23- Jeu de la souris

Maxine


Couché derrière ma lunette de visée, je regarde les réactions épiques de Damien et Tobias, d'autant plus que du prêtre qui blanchit à vu d'œil. C'est bien mon p'tit gars, tu comprends vite que ton Graal a foutu un contrat sur ta tête. J'étais loin de me douter que le père mon cul soit le fils d'un mafieux et au vu de son pedigree à celui-là, j'ai fort intérêt de ne pas me louper. Cependant, le jeu en vaut la chandelle, je vais m'amuser à traquer ce gibier.

Mon nouveau téléphone vibre. Celui-là, il ne pourra jamais le craquer, car le marchand de glace l'a spécialement sécurisé pour moi. Je me tortille de ma position et regarde le message qu'il m'a envoyé.

« Je t'attends à l'hôpital »

Il a fait vite. Je range mon matos après un dernier coup d'œil, puis je quitte les broussailles du toit-terrasse de l'immeuble d'en face pour rejoindre la rue animée au pas de course. Mes doigts appuient sur la lisière de ma casquette sombre pour la baisser sur mon visage quand je hèle un taxi. Il ne faut pas que je traîne plus longtemps dans le coin au risque de me faire repérer, la perche a déjà deviné que je suis revenu en France.

Je grimpe dans la voiture, prenant soin de positionner mon sac à dos et ma mallette sur la banquette arrière avant d'indiquer la destination au chauffeur. Titine va rester un moment au garage. Je cale ma tête contre la vitre, fermant les yeux un instant face à la migraine qui se profile à l'horizon. Deux semaines à tout mettre en place. Mon premier contrat sera plus facile, mais je ne voulais pas l'exécuter tout de suite. Quant au deuxième... Un pincement passager au palpitant me fait grimacer.

— Fichtre, râlé-je entre mes dents.

— Je vous demande pardon ? interpelle le chauffeur en regardant dans son rétro.

Je glisse mes yeux vers lui et remarque qu'il a les sourcils froncés, tentant vainement de m'analyser, puis je reporte mon regard sur le périph, ignorant sa question. J'ai souvent souhaité un contrat sur sa tête avec les coups bas qu'il m'a fait, alors pourquoi ça me contrarie de l'avoir à présent ?

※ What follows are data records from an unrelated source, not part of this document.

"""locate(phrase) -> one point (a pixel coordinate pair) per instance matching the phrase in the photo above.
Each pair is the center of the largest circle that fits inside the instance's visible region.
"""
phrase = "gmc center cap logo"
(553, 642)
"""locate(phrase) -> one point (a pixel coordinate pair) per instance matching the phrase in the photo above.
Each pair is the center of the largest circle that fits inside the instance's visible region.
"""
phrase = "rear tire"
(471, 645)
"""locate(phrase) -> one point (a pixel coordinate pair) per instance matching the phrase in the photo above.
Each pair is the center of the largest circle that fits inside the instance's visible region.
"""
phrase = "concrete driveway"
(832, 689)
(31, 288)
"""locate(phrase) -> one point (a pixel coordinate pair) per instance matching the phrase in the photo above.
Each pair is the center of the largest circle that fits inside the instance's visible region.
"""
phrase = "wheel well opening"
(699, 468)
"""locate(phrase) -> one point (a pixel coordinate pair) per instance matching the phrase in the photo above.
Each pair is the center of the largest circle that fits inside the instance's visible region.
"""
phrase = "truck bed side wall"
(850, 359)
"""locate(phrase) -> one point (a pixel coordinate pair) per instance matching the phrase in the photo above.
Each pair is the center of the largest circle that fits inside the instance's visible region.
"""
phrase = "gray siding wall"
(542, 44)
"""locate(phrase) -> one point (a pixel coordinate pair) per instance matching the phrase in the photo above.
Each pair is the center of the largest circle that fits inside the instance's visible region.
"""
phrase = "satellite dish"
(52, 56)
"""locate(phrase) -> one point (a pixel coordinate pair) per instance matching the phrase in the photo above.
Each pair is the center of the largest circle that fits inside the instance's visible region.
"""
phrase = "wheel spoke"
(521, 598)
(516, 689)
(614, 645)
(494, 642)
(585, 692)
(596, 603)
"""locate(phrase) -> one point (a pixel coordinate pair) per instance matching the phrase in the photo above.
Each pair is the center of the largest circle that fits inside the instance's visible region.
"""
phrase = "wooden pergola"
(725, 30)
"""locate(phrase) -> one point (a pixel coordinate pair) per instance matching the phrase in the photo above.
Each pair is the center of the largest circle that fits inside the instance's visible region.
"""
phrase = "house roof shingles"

Des bouchons et une heure plus tard, le taxi se gare devant l'hôpital près du Torb'j. Je paye en liquide la course, puis me dirige directement aux urgences sans un regard pour le bar. Taire ses émotions, ne plus en avoir, se concentrer sur mes objectifs.

Cendrillon devrait être dans le coin, d'après les informations du glacier, et je ne tarde pas à avoir la confirmation quand celui-ci apparaît en catastrophe, quand j'ai dit à la standardiste que je suis sa marraine la bonne fée.

— T'es de retour, s'extasie-t-il joyeusement comme une groupie en chaleur. Viens, on va aller dans une salle privée.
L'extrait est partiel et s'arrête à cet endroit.